A group focusing on defending the separation of church and state has written to the University of Florida to advise that an inscription from the Bible on one of its buildings violates the constitution.
The archway at Heavener Hall displays an extract from Micah 6:8.
“He has shown you, o man, what is good. And what does the Lord require of you? To act justly and to love mercy and to walk humbly with your God,” it reads.
“The verse inscribed on Heavener Hall is religious, preaches obedience to the Christian God and must be removed,” wrote Andrew Seidel, staff attorney for the Freedom From Religion Foundation (FFRF), in a letter to University of Florida President Kent Fuchs, according to the Alligator.
Seidel insisted that as a public institution, University of Florida was violating the separation of church and state.
“The Supreme Court has said time and again that the ‘First Amendment mandates government neutrality between religion and religion, and between religion and nonreligion,’” Seidel added in the letter. “Public schools, as a part of the government, may not promote, endorse, or advance any religion.”
The FFRF’s intervention has won the support of a student group on campus.

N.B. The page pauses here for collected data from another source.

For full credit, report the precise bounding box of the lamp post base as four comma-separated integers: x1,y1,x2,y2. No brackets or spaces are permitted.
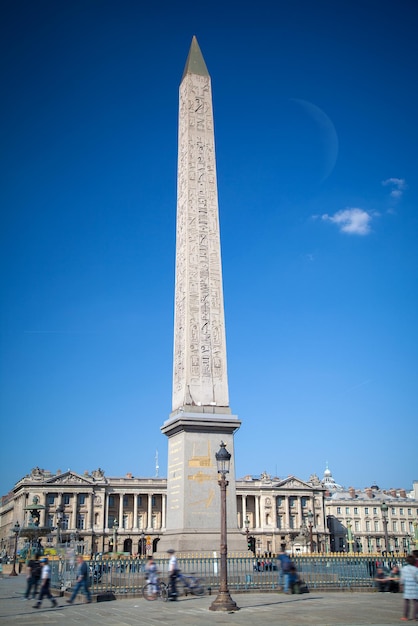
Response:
209,591,240,612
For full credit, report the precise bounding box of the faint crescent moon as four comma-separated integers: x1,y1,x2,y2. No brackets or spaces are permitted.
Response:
290,98,339,182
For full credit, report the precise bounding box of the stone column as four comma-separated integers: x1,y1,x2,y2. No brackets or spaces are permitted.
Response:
298,497,303,527
105,493,110,530
242,495,247,529
40,493,47,526
161,493,166,529
255,495,260,529
282,496,287,530
147,494,153,530
89,492,94,529
133,493,138,530
119,494,124,528
72,494,78,530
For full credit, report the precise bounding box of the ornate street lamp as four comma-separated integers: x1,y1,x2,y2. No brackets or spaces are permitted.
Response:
113,518,118,556
9,522,20,577
405,534,411,554
56,504,64,548
381,502,389,554
346,518,354,553
209,442,239,612
244,515,251,553
307,510,314,553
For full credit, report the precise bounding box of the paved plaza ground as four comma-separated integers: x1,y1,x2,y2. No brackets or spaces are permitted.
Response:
0,573,410,626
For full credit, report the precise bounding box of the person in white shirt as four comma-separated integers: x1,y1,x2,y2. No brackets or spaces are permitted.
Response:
33,557,58,609
400,554,418,621
167,549,178,600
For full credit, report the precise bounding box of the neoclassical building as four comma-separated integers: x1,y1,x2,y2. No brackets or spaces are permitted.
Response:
1,465,417,558
323,466,418,555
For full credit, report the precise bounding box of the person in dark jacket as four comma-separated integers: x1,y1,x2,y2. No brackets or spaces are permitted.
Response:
24,554,41,599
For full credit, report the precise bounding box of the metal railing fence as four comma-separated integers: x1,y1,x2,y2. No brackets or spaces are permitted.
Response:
50,554,406,596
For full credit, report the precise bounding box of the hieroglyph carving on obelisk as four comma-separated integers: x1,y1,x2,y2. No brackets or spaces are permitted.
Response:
172,36,229,413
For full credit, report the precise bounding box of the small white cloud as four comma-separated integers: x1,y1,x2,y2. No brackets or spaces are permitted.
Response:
382,177,406,199
321,208,372,235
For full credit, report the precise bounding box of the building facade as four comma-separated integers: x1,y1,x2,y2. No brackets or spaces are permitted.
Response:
2,465,416,558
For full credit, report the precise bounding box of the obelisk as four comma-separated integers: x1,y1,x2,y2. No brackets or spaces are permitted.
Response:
160,37,242,553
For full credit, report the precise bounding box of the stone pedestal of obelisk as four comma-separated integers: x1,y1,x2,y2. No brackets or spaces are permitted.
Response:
159,37,243,553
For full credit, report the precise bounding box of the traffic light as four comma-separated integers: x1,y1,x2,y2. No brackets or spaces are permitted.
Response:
247,536,256,554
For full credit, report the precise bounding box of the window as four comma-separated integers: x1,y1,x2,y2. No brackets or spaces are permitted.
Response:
395,538,399,548
374,521,379,531
365,507,369,515
109,496,115,506
301,497,307,508
123,496,129,507
337,507,341,514
408,508,412,515
366,521,371,531
78,494,85,505
400,508,404,515
122,514,128,529
373,507,377,515
354,507,358,515
401,521,406,532
391,507,396,515
277,516,282,529
289,516,295,529
355,521,360,532
137,496,142,507
137,514,144,529
345,507,350,515
289,497,295,508
410,522,414,533
62,514,69,530
393,521,398,532
77,514,85,530
151,514,157,529
152,496,156,507
47,514,54,528
63,494,70,505
47,494,55,505
376,538,381,548
276,497,282,507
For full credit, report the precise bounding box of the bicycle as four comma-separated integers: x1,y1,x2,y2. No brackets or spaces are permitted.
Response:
176,571,206,596
142,578,168,601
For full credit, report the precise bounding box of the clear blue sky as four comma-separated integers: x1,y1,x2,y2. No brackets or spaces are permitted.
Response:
1,0,417,498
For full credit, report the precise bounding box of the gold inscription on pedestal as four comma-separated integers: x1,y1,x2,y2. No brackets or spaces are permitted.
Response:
188,441,212,468
187,471,212,483
188,488,215,509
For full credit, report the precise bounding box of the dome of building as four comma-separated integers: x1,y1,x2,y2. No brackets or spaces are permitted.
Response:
321,464,344,492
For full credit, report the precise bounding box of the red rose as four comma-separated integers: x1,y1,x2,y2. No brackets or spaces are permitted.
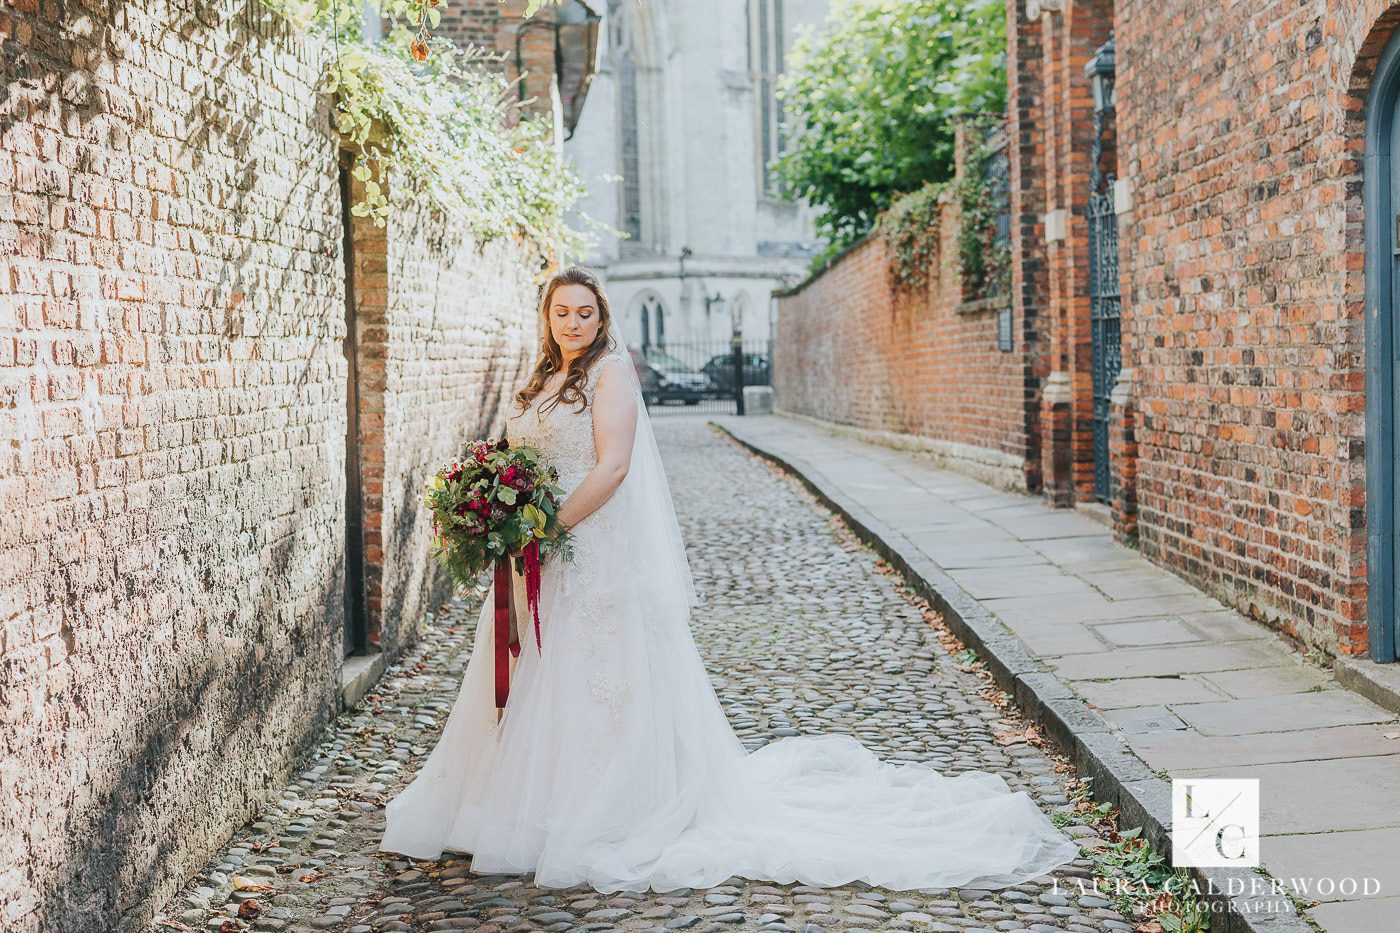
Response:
501,465,519,485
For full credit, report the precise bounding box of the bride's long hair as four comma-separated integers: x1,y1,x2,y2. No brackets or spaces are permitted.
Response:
513,265,618,417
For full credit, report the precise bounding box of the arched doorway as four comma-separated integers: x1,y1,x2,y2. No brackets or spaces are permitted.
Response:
1364,25,1400,662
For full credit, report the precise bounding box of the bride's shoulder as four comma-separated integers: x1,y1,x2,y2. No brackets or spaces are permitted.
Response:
589,350,631,382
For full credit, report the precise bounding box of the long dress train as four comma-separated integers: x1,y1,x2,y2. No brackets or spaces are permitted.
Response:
378,350,1081,892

“The explicit instruction to walk humbly with your god almost puts it out to seem that the university is saying that to be a member of the community, to do good in academia here, you must believe in a god,” Michael Johns, president of Gator Freethought, a group which promotes open discussion about religion, commented to the Alligator.

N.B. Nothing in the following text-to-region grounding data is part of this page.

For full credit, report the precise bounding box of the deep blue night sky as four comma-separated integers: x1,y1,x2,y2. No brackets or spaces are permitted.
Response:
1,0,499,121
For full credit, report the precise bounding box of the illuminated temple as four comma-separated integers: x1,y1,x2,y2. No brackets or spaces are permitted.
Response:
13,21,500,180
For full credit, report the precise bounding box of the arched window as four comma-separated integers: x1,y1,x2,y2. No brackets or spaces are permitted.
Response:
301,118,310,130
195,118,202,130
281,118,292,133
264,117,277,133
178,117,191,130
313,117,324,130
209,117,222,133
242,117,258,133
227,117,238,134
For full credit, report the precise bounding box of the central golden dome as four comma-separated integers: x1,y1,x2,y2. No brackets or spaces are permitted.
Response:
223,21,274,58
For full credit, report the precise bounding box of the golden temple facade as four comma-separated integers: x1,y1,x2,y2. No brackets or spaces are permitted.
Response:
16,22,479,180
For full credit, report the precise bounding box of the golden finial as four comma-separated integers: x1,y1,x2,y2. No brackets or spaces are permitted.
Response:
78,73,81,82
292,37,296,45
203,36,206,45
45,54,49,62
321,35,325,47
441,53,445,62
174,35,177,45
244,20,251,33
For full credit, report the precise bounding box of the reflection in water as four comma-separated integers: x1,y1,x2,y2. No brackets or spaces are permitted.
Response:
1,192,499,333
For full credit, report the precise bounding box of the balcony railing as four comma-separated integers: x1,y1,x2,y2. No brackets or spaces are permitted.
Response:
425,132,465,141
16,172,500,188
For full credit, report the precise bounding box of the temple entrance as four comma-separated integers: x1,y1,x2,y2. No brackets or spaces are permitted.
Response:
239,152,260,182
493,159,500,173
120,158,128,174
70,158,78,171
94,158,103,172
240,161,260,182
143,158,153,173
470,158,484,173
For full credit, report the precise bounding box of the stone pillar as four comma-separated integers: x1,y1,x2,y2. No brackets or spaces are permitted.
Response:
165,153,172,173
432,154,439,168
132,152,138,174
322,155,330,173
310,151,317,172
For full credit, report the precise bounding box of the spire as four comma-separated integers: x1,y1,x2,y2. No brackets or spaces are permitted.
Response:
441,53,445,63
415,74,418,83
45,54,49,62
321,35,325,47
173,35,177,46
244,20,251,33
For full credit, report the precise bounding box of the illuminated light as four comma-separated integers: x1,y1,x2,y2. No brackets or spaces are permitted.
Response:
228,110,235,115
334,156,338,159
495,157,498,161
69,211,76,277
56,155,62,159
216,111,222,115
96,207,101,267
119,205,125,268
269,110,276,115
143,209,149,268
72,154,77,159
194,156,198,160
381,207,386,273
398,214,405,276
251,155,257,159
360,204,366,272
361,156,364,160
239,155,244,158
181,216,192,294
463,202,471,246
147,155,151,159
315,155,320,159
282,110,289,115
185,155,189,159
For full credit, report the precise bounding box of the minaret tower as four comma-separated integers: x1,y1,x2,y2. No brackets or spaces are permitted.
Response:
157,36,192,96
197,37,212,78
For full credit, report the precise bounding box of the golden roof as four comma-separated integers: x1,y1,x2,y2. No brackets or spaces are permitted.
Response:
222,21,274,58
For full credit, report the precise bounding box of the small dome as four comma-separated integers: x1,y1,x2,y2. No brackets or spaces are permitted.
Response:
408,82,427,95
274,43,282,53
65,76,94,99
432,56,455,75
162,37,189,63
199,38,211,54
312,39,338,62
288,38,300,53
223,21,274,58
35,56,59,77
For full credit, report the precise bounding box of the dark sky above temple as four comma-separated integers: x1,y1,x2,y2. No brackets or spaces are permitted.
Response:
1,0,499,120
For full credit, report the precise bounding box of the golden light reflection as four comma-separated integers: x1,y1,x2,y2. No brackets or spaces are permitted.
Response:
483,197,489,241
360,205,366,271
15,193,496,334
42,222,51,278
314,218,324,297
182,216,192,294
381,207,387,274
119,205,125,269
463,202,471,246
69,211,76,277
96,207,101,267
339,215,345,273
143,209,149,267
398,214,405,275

“So we’re not attacking Christianity by saying this,” he continued. “We’re simply asking that the university be respectful towards all of their students and abide by these laws that have been established to ensure at public institutions, especially at a university, that you can feel safe and secure and welcome, regardless of your beliefs.”
Jarvis Henderson, who is a campus minister with the group Campus Alive, backed the university.
“It’s something that’s motivational, inspirational, and it’s probably something that we hear every day and don’t realize it comes from the Bible,” he stated with reference to the inscription. “I wouldn’t even be mad if they put something from the Quran.”
University spokeswoman Janine Sikes said in a statement that the letter from FFRF was under consideration.
“The University of Florida is committed to complying with the laws that apply to public institutions,” she wrote.